Tuesday morning I was upstairs at the window watching the falling snow. No wind was twisting it or making it beat against the panes. It was simply falling, silent snow - the kind that's inside those little glass domes. I was thinking that my whole back yard looked like something that should be under glass.
I should go for a walk, I thought. But it was just a thought, not 12 tolls of a bell. I never spoke the words. And yet, Molly, asleep downstairs, somehow heard. Suddenly there she was at the bottom of the stairs, tail pounding, making her "Take me for a walk" sounds.
It wasn't easy treading our way down the slippery path to the football field. She slid and so did I. But only at the beginning and only when we were going downhill. After that, we didn't have to watch our steps because the snow was thick and cushioned the ice beneath.
I have walked the path near my house in all kinds of weather. And I have walked it in snow, in knee high boots with the wind blowing the air white.

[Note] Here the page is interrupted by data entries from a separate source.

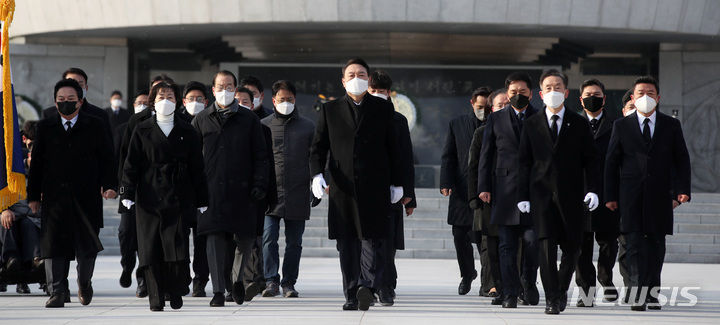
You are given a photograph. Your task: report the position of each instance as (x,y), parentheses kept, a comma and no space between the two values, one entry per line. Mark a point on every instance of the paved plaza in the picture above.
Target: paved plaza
(426,294)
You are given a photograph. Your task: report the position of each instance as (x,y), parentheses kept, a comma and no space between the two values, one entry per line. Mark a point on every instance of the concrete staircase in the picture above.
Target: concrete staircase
(427,234)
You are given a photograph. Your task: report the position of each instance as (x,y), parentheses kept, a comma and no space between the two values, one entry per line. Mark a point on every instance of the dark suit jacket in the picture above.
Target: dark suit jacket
(122,116)
(453,169)
(67,173)
(602,219)
(640,178)
(497,167)
(364,160)
(550,175)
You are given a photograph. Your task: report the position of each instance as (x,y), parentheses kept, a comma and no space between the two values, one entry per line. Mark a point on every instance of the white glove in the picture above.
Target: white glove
(592,200)
(524,206)
(127,203)
(396,193)
(318,186)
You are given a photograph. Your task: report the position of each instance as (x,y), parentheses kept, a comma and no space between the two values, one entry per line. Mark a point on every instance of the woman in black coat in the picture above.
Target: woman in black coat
(164,174)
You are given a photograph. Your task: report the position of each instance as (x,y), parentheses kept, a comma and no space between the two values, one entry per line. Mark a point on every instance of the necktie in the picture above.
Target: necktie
(553,127)
(594,125)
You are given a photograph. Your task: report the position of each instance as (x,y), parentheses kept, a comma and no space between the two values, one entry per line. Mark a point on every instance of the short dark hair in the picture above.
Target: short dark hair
(553,73)
(518,76)
(380,79)
(195,85)
(484,91)
(164,85)
(284,84)
(75,71)
(626,97)
(646,80)
(592,82)
(72,83)
(29,128)
(492,96)
(142,92)
(225,73)
(252,81)
(356,61)
(247,91)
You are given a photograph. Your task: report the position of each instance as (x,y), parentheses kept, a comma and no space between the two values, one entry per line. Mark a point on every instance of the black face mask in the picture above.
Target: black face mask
(66,108)
(592,103)
(519,101)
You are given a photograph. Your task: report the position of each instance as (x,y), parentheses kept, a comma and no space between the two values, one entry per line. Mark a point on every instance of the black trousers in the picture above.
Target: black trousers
(585,271)
(362,263)
(511,237)
(645,258)
(127,235)
(464,250)
(556,282)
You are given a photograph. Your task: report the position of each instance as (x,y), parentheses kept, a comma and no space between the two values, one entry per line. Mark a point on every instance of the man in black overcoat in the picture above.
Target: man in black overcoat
(356,130)
(237,168)
(602,224)
(72,169)
(557,151)
(497,185)
(453,183)
(647,175)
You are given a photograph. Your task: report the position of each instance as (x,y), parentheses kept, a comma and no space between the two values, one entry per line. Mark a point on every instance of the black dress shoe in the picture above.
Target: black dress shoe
(141,291)
(510,302)
(385,297)
(126,279)
(552,309)
(364,297)
(531,294)
(218,300)
(85,293)
(55,301)
(238,293)
(22,288)
(497,301)
(350,305)
(563,302)
(176,302)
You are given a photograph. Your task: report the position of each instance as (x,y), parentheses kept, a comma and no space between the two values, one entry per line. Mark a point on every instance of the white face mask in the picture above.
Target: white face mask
(553,99)
(140,108)
(285,108)
(194,107)
(224,98)
(645,104)
(164,107)
(356,86)
(383,96)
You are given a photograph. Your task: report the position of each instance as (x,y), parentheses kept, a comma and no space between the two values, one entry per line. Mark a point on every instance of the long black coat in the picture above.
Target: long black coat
(497,167)
(481,216)
(122,116)
(363,163)
(166,179)
(639,177)
(68,171)
(602,219)
(550,175)
(453,169)
(235,162)
(87,108)
(291,140)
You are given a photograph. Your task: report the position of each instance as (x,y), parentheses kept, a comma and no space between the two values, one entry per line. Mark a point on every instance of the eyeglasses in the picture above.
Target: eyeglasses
(228,88)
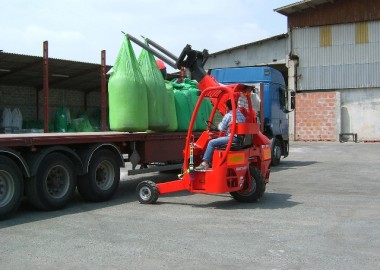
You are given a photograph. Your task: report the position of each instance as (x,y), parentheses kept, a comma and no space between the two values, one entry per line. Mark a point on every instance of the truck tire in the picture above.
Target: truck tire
(257,190)
(276,151)
(102,179)
(147,192)
(54,183)
(11,187)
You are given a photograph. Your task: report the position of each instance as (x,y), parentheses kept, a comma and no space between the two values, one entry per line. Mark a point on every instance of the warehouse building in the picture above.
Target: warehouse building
(337,44)
(331,56)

But Tuesday was different. The path was different. It wasn't the short, bulldozed trail the kids cut through every day on their way to school, the thin jagged line that runs behind people's back yards, suburbia's excuse for woods. It woods - Walden Pond, a trail in Vermont, a footpath around Lake Louise.
The snow was fresh and Molly and I, like Indian scouts, made the first marks. The sky was gray-blue. The trees - tall skinny ones, saplings, fat evergreens - were cloaked in snow so weightless it didn't bend the branches. The snow squeaking under our feet and the steady rhythm of our breath were the only sounds. This shortcut off the main road on a normal day, a forest this day, so far removed from the road that it felt removed from time.
Even Molly, who walks with her nose pointed downward like a divining rod, who is in constant search of candy wrappers the high school kids drop and stale bread that people throw out for the birds, walked Tuesday with her nose in the air, as if she too knew to lift her eyes.
That night I talked to a friend who is in Florida for the month. "The weather's been perfect," he said. "In the 60s and sunny every day. It couldn't be better."
"That's great," I said, but I didn't quite mean it. I thought of the morning and the walk and the silent beauty of the falling snow and knew that no 60-degree day could ever be better than this.